Sulle origini del nome "Scandicci" sono state formulate varie ipotesi di derivazione: da scandix, nome di una pianta ombrellifera un tempo presente sulle colline circostanti, o più probabilmente da scandere, cioè salire. Quest'ultima etimologia alluderebbe alla presenza di un'altura da identificarsi con il colle di Scandicci, dove in epoca medioevale sorgeva il castello, ricordato per la prima volta nel 978, in una donazione fatta dalla contessa Willa alla Badia fiorentina. 

La storia di Scandicci dal XII secolo è strettamente legata alla Badia di Settimo, imponente organismo religioso che condusse la bonifica della zona e fu investito di funzioni pubbliche dallo stato fiorentino. Sotto il profilo storico amministrativo, il comune ha una storia recente, che inizia a delinearsi nel 1774 con l'istituzione delle comunità di Casellina e Torri. Dal 1868 la località di Scandicci ospitò la sede comunale, ma fu solo nel 1929, con la soppressione delle comunità di Casellina e Torri, che si giunse alla creazione del comune attuale. 

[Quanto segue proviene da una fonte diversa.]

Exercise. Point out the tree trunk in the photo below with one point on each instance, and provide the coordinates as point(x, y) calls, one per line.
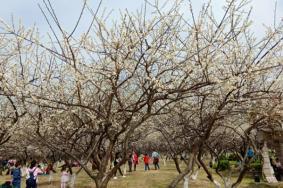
point(180, 177)
point(175, 159)
point(186, 181)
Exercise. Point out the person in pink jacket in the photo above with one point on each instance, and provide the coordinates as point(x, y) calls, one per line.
point(135, 160)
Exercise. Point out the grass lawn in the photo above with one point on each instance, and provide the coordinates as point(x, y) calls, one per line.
point(142, 179)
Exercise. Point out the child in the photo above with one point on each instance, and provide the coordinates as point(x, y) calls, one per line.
point(64, 177)
point(146, 162)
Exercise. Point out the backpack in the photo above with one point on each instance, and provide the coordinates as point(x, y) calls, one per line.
point(31, 180)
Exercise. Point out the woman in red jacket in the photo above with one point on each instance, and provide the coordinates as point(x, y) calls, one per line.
point(135, 160)
point(146, 162)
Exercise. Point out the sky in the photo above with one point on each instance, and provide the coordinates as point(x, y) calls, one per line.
point(68, 10)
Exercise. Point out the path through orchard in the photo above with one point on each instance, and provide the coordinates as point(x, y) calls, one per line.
point(140, 179)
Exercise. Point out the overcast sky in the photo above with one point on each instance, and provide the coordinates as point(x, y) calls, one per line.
point(68, 10)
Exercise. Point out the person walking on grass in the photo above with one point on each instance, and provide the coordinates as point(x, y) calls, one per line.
point(16, 175)
point(130, 162)
point(65, 176)
point(155, 157)
point(32, 173)
point(146, 162)
point(135, 160)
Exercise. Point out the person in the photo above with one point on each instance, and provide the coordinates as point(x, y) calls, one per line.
point(130, 162)
point(7, 184)
point(64, 176)
point(155, 156)
point(250, 153)
point(278, 169)
point(117, 159)
point(146, 162)
point(50, 170)
point(32, 173)
point(135, 160)
point(16, 175)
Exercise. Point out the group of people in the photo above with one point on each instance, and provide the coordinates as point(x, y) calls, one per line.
point(31, 173)
point(278, 168)
point(133, 161)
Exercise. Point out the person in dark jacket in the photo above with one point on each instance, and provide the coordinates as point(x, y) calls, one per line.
point(16, 175)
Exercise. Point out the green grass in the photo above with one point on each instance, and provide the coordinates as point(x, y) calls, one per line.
point(141, 179)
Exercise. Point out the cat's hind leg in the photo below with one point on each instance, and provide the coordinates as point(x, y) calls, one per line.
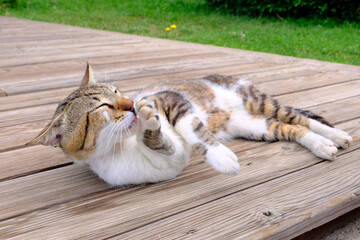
point(259, 103)
point(193, 130)
point(270, 129)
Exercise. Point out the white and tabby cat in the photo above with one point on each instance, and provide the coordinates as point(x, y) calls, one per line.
point(151, 140)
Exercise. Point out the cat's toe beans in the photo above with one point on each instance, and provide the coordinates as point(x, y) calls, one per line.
point(343, 140)
point(340, 138)
point(326, 150)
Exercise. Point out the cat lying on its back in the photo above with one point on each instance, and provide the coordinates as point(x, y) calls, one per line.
point(151, 140)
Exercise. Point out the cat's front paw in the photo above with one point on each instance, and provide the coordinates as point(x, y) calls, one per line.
point(145, 110)
point(320, 146)
point(340, 138)
point(222, 159)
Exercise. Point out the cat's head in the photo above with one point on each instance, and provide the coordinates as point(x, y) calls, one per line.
point(81, 117)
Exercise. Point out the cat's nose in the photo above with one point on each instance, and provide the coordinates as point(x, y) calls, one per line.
point(125, 104)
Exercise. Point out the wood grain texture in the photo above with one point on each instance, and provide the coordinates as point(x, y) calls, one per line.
point(282, 191)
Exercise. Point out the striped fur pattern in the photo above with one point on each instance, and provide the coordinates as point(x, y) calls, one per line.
point(149, 138)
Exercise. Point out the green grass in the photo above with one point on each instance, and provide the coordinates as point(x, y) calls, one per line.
point(317, 39)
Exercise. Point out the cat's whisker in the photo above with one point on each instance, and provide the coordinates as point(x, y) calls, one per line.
point(116, 138)
point(112, 131)
point(121, 151)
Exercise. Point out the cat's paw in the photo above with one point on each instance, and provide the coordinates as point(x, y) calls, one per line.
point(147, 114)
point(222, 159)
point(321, 147)
point(340, 138)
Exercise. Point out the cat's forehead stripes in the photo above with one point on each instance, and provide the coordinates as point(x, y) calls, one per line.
point(226, 81)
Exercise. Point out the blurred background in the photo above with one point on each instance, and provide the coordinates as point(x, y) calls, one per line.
point(326, 30)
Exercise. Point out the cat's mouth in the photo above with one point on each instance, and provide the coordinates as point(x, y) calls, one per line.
point(133, 122)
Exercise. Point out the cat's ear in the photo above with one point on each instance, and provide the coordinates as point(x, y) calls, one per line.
point(88, 78)
point(49, 136)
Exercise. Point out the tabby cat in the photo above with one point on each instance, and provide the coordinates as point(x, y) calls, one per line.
point(151, 139)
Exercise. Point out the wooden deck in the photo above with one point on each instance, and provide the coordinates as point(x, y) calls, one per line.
point(281, 192)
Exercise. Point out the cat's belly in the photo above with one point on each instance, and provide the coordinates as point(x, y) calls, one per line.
point(136, 166)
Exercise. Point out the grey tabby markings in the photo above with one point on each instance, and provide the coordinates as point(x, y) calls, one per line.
point(159, 142)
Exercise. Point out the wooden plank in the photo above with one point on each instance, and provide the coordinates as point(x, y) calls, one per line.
point(321, 95)
point(116, 211)
point(301, 83)
point(3, 93)
point(21, 47)
point(64, 69)
point(265, 212)
point(79, 53)
point(125, 72)
point(30, 160)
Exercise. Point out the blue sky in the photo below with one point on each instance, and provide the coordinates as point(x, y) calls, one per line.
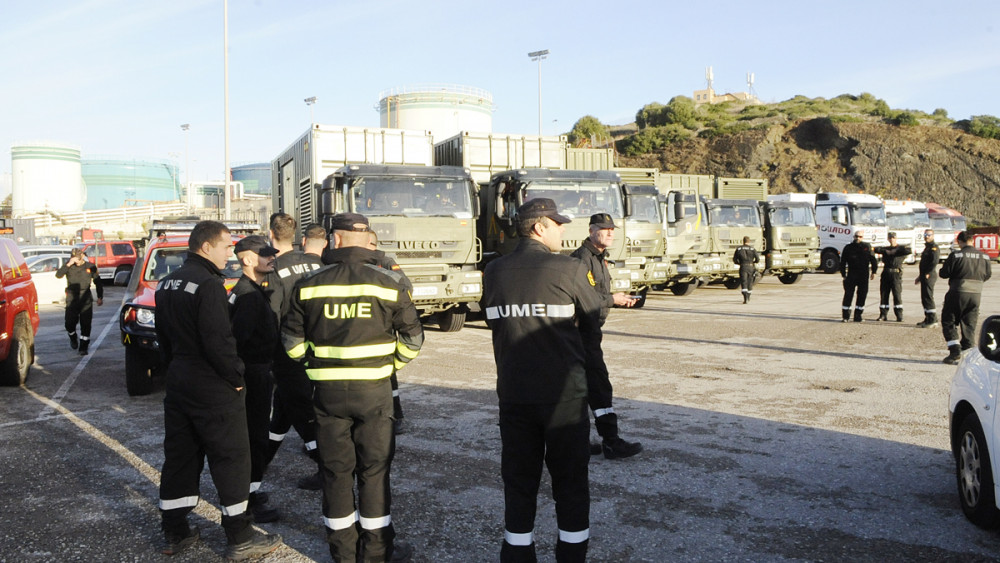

Il processo di urbanizzazione, conseguenza del vertiginoso aumento demografico degli anni sessanta del secolo scorso, ha portato Scandicci ad espandersi fino alla periferia fiorentina, potenziando lo sviluppo del commercio e dell'industria, con la nascita di stabilimenti del settore meccanico; in particolare si è affermata l'attività manifatturiera della pelle, grazie alla presenza sul territorio delle maggiori aziende leader del settore. Scandicci è oggi un moderno centro abitato, circondato da un'area verde costituita da parchi, dolci colline e rigogliosi boschi e ricco di notevoli testimoniante storiche e artistiche che arricchiscono il suo complesso e variegato territorio. 

Nel cuore della città la presenza architettonica più rilevante è il Castello dell'Acciaiolo, delimitato da un vasto giardino. Fu edificato nei primi decenni del Trecento dai Rucellai, e prese il nome dalla famiglia fiorentina degli Acciaioli che ne divenne più tardi proprietaria. Le più importanti chiese cittadine sono Santa Maria a GreveSan Bartolo in Tuto, mentre le più antiche sono la pieve di San Giuliano a Settimo, la chiesa di San Martino alla Palma, l'abbazia dei Santi Salvatore e Lorenzo a Settimo, la chiesa di Santa Maria a Greve.  Sulle colline che dominano la città si ergono veri e propri luoghi di culto come la pieve di Sant'Alessandro a Giogoli e la pieve di San Vincenzo a Torri, mentre nella parte in pianura sorgono la chiesa di San Giusto a Signano e la chiesa di San Colombano a Settimo.